Silly question, what is in the
input
folder?
> ls input
barcodes.tsv
genes.tsv
matrix.mtx
Could you also send the tail of each file?
==> barcodes.tsv <==
SE6054_SA56902_S183_L002_R1_001_quant
SE6054_SA56903_S184_L002_R1_001_quant
SE6054_SA56904_S185_L002_R1_001_quant
SE6054_SA56905_S186_L002_R1_001_quant
SE6054_SA56906_S187_L002_R1_001_quant
SE6054_SA56907_S188_L002_R1_001_quant
SE6054_SA56908_S189_L002_R1_001_quant
SE6054_SA56909_S190_L002_R1_001_quant
SE6054_SA56910_S191_L002_R1_001_quant
SE6054_SA56911_S192_L002_R1_001_quant
==> genes.tsv <==
ENSG00000277761
ENSG00000277836
ENSG00000275869
ENSG00000273554
ENSG00000278633
ENSG00000278066
ENSG00000276017
ENSG00000278817
ENSG00000277196
ENSG00000278625
==> matrix.mtx <==
60270 333 2
60271 333 26
60273 333 68
60274 333 436
60275 333 3
60278 333 393
60279 333 258
60287 333 11
60288 333 1.999
60291 333 2
What happens if you do not change your features and barcode files but use
-T
?
too-many-cells make-tree \
--matrix-path input \
-T \
--output input
too-many-cells: matMat : incompatible matrix sizes((333,60329),(155,1)).......................] 0%
CallStack (from HasCallStack):
error, called at src/Data/Sparse/SpMatrix.hs:793:22 in sparse-linear-algebra-0.3.2-8Sr5Y9guRLx7MwdljauHcO:Data.Sparse.SpMatrix
If its helpful, the data are from a new scRNA-seq protocol and I'm using the data from that paper. I got a SingleCellExperiment object and pulled the count matrix from it and wrote it to a mtx file.
I'm a little confused, in the first comment in this thread you had cells as rows, but in the latest one you have them as columns. Which is the original and which error goes with which matrix?
Just to be clear, in a perfect world where it works, the matrix should have 333 columns and the barcode file with 333 lines, no transposing, and filters being 0.
Try testing on the example from the TooManyCells workshop to see if it has the appropriate output, and see if the inputs match yours.
The first comment had cells as rows and genes as columns and produced that error about mismatched dimensions (incompatible matrix sizes((333,60329),(88,1))
). I did not create the matrix correctly as too-many-cells expected.
The last comment from me is using the same data, but, as expected, with cells as columns and genes as rows. The perfect world scenario also produced an error with different mismatched dimensions incompatible matrix sizes((333,60329),(155,1))
.
In both cases, using the filters-thresholds flag removes the error. When the matrix is set up as too-many-cells expects, only the first cell is present in the output regardless of the filter thresholds values.

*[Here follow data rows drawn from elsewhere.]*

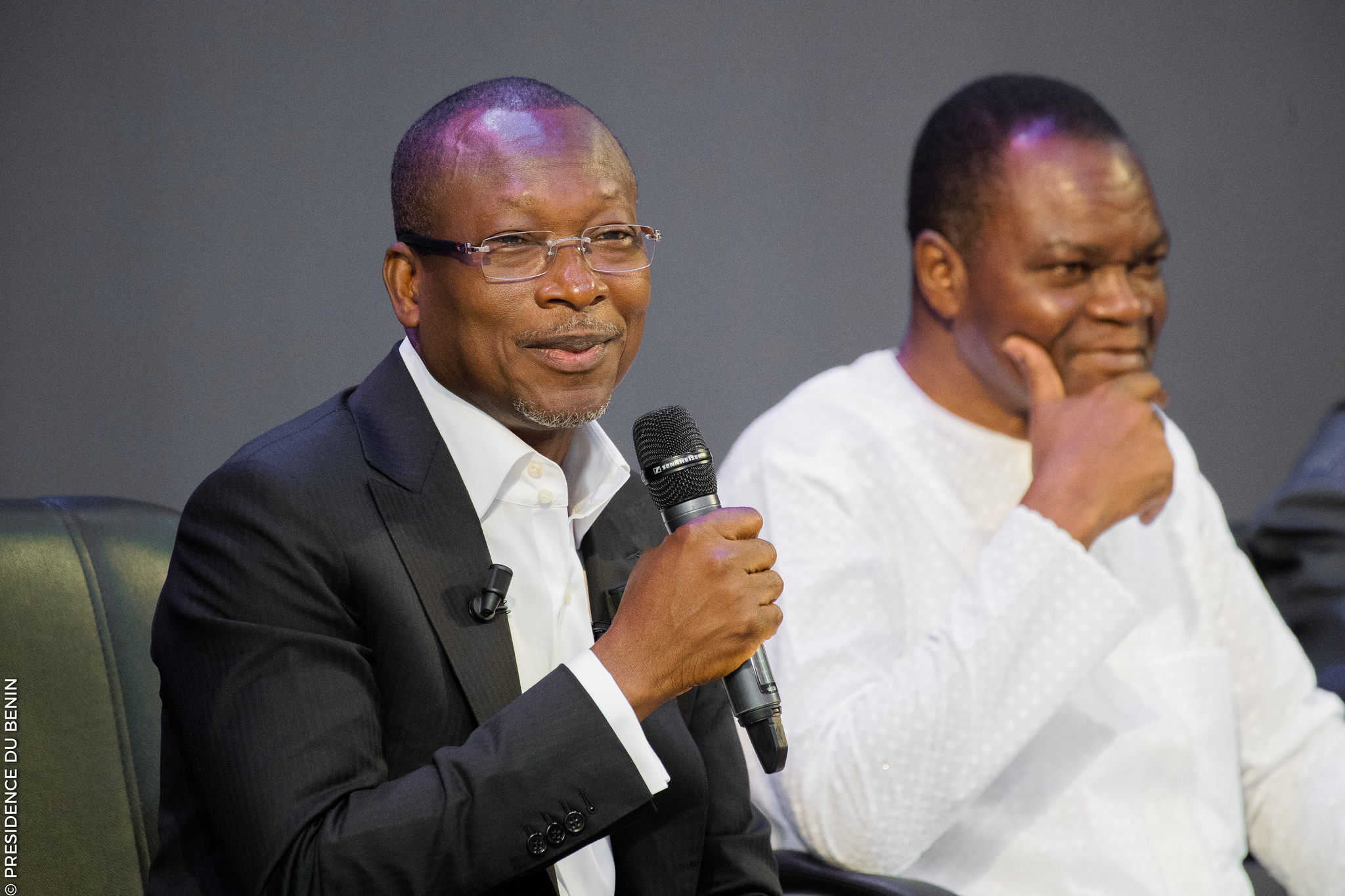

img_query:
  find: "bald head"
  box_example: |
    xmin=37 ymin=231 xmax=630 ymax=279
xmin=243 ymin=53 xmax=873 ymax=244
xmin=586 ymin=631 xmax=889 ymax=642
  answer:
xmin=906 ymin=75 xmax=1126 ymax=253
xmin=391 ymin=78 xmax=634 ymax=235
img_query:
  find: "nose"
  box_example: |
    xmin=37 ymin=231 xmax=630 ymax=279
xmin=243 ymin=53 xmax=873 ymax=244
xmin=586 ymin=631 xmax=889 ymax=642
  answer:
xmin=1088 ymin=265 xmax=1154 ymax=324
xmin=537 ymin=236 xmax=607 ymax=310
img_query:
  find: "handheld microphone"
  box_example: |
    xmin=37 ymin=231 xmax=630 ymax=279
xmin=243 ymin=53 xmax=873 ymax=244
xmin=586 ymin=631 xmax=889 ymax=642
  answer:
xmin=632 ymin=404 xmax=789 ymax=774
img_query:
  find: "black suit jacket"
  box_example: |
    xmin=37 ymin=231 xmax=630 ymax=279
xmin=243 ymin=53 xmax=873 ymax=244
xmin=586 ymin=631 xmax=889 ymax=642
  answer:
xmin=148 ymin=351 xmax=779 ymax=896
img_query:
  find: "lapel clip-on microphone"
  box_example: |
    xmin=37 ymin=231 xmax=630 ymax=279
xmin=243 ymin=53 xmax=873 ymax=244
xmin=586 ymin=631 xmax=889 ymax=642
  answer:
xmin=632 ymin=404 xmax=789 ymax=775
xmin=471 ymin=563 xmax=514 ymax=622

Try testing on the example from the TooManyCells workshop to see if it has the appropriate output, and see if the inputs match yours.
I ran this and it worked perfectly. There is probably something up with my matrix - I'm having a hard time tracking down the source of the error. As far as I can tell the inputs match in mtx header and the counts of features and barcodes.

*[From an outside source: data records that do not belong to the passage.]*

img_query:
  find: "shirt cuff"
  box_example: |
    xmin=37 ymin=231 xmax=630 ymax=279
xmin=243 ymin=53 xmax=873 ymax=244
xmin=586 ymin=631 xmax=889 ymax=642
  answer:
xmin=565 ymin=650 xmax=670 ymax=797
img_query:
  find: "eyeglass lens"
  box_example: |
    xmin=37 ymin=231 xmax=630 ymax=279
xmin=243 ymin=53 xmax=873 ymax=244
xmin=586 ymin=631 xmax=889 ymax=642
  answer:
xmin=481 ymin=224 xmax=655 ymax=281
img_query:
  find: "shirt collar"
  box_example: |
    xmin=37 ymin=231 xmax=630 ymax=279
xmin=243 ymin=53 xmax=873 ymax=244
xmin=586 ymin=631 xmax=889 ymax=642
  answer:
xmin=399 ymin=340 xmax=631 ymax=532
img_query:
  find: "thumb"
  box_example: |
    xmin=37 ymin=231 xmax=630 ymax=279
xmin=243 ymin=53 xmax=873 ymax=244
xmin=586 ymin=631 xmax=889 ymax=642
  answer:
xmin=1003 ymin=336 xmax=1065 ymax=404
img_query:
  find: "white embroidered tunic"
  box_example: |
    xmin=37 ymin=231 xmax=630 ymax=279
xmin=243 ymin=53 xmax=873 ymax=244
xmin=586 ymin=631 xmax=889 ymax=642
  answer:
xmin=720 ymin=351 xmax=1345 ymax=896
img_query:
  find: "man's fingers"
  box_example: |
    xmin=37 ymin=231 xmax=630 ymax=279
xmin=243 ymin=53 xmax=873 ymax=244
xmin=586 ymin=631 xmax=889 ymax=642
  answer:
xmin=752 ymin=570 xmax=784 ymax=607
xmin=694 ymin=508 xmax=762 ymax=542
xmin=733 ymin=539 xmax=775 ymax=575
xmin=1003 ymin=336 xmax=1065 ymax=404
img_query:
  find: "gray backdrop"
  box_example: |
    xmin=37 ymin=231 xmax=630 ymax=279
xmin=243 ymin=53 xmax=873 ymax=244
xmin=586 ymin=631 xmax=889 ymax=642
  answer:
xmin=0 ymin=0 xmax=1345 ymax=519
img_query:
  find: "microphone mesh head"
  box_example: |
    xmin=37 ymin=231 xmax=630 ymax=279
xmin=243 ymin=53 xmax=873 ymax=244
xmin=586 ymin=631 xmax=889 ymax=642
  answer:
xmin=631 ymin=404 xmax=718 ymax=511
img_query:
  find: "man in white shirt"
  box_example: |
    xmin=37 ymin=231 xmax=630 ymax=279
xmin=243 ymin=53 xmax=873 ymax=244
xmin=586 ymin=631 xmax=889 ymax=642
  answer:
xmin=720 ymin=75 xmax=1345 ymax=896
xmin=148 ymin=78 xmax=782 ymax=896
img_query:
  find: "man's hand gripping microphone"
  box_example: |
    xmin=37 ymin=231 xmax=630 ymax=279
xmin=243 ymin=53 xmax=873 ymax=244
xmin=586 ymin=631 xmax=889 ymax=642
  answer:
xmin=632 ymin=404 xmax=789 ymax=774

My comment with the dendrogram picture was the only time I did a transpose of the 'wrong' matrix format (like my first comment) and swapped genes/barcodes filenames. Its also the only one that produces results without filters.
Sorry for the confusion and thanks for taking the time to go through this!
The only difference I found between the workshop data and mine is the numeric type - real vs integer:
mine:
%%MatrixMarket matrix coordinate real general
60329 333 2995863
2 1 2
15 1 138.588
16 1 155.831
17 1 61.541
18 1 1
20 1 854.483
21 1 2.003
25 1 35.331
wc -l genes.tsv
60329
wc -l barcodes.tsv
333
workshop brain:
%%MatrixMarket matrix coordinate integer general
%metadata_json: {"format_version": 2, "software_version": "3.0.0"}
31053 1301 4220492
30976 1 73
30974 1 1
30973 1 56
30972 1 2
30971 1 11
30970 1 116
30969 1 123
zcat too-many-cells/workshop/data/brain/filtered_feature_bc_matrix/barcodes.tsv.gz | wc -l
1301
zcat too-many-cells/workshop/data/brain/filtered_feature_bc_matrix/features.tsv.gz | wc -l
31053
Very weird. What if you use a csv? It will be slower but we can see if it has something to do with the mtx file which I think is the culprit.
That worked! The tree also makes more biological sense than the transposed approach. I'll try converting between csv/mtx and figure out where my mtx file is broken.